Broadcasted elementwise operators
The general way to construct an elementwise operator using this package is using ParallelUtilities.BroadcastFunction
.
For example, a broadcasted sum operator may be constructed using
julia> ParallelUtilities.BroadcastFunction(+);
The function call ParallelUtilities.BroadcastFunction(op)(x, y)
perform the fused elementwise operation op.(x, y)
.
Julia versions above v"1.6"
provide a function Base.BroadcastFunction
which is equivalent to ParallelUtilities.BroadcastFunction
.
Inplace assignment
The function ParallelUtilities.broadcastinplace
may be used to construct a binary operator that broadcasts a function over its arguments and stores the result inplace in one of the arguments. This is particularly useful if the results in intermediate evaluations are not important, as this cuts down on allocations in the reduction.
Several operators for common functions are pre-defined for convenience.
ParallelUtilities.elementwisesum!
ParallelUtilities.elementwiseproduct!
ParallelUtilities.elementwisemin!
ParallelUtilities.elementwisemax!
Each of these functions overwrites the first argument with the result.
The pre-defined elementwise operators are assumed to be commutative, so, if used in pmapreduce
, the order of arguments passed to the function is not guaranteed. In particular this might not be in order of the workerrank
. These functions should only be used if both the arguments support the inplace assignment, eg. if they have identical axes.
Flip
The ParallelUtilities.Flip
function may be used to wrap a binary function to flips the order of arguments. For example
julia> vcat(1,2)
2-element Vector{Int64}:
1
2
julia> ParallelUtilities.Flip(vcat)(1,2)
2-element Vector{Int64}:
2
1
Flip
may be combined with inplace assignment operators to change the argument that is overwritten.
julia> x = ones(3); y = ones(3);
julia> op1 = ParallelUtilities.elementwisesum!; # overwrites the first argument
julia> op1(x, y); x
3-element Vector{Float64}:
2.0
2.0
2.0
julia> x = ones(3); y = ones(3);
julia> op2 = ParallelUtilities.Flip(op1); # ovrewrites the second argument
julia> op2(x, y); y
3-element Vector{Float64}:
2.0
2.0
2.0
BroadcastStack
This function may be used to combine arrays having overlapping axes to obtain a new array that spans the union of axes of the arguments. The overlapping section is computed by applying the reduction function to that section.
We construct a function that concatenates arrays along the first dimension with overlapping indices summed.

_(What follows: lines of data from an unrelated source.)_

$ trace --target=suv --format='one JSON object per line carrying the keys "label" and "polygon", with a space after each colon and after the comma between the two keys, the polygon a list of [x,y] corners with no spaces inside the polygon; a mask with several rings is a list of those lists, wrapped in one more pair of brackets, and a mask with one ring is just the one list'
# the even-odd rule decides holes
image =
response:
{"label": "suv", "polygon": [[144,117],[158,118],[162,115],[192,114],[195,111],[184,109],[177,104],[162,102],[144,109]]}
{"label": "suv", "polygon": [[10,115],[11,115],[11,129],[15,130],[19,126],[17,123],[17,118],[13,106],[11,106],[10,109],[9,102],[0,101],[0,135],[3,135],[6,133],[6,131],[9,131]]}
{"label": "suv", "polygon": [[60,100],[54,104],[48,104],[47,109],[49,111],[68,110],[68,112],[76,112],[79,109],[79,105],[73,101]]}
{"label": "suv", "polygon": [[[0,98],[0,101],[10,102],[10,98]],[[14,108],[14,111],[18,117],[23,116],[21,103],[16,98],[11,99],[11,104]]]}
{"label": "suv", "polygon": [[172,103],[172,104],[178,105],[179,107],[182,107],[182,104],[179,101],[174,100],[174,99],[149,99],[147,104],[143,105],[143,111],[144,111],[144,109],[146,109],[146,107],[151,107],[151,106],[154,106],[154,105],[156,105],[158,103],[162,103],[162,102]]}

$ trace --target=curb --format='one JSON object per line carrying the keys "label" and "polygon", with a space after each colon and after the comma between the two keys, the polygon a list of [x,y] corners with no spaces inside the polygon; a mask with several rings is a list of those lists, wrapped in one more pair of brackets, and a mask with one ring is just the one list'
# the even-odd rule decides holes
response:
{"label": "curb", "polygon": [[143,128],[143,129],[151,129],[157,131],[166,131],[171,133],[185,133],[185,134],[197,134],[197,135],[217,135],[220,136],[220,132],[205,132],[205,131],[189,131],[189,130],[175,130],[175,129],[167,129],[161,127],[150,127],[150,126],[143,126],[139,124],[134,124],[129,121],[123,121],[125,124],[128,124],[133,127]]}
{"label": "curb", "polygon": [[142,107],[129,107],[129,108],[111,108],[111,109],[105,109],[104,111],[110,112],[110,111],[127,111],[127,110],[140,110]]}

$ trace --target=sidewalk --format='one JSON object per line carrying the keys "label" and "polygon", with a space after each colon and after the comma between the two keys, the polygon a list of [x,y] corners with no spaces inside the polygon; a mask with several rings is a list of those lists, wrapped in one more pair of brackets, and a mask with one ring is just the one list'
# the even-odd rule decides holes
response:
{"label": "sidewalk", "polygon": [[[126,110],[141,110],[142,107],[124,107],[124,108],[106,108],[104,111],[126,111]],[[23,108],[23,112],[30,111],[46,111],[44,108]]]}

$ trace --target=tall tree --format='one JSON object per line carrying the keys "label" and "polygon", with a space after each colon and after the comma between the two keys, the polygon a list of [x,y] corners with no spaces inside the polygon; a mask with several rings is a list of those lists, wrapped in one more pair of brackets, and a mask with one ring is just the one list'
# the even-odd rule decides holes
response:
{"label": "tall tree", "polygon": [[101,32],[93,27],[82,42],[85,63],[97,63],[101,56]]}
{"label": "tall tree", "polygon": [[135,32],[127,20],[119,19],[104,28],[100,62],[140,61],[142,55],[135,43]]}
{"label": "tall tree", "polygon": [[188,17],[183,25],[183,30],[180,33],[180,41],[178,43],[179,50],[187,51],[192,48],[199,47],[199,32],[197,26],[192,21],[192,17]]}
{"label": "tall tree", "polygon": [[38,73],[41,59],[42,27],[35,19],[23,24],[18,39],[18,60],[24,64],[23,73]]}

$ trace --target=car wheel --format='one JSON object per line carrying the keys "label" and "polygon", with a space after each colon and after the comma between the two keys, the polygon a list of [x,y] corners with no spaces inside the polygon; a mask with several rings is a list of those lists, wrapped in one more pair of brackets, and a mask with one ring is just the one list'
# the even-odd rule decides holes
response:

julia> f = ParallelUtilities.BroadcastStack(+, 1);
We apply this to two arrays having different indices
julia> f(ones(2), ones(4))
4-element Vector{Float64}:
2.0
2.0
1.0
1.0
This function is useful to reduce OffsetArray
s where each process evaluates a potentially overlapping section of the entire array.
A BroadcastStack
function requires its arguments to have the same dimensionality, and identical axes along non-concatenated dimensions. In particular it is not possible to block-concatenate arrays using this function.
A BroadcastStack
function does not operate in-place.
Commutative
In general this package does not assume that a reduction operator is commutative. It's possible to declare an operator to be commutative in its arguments by wrapping it in the tag ParallelUtilities.Commutative
.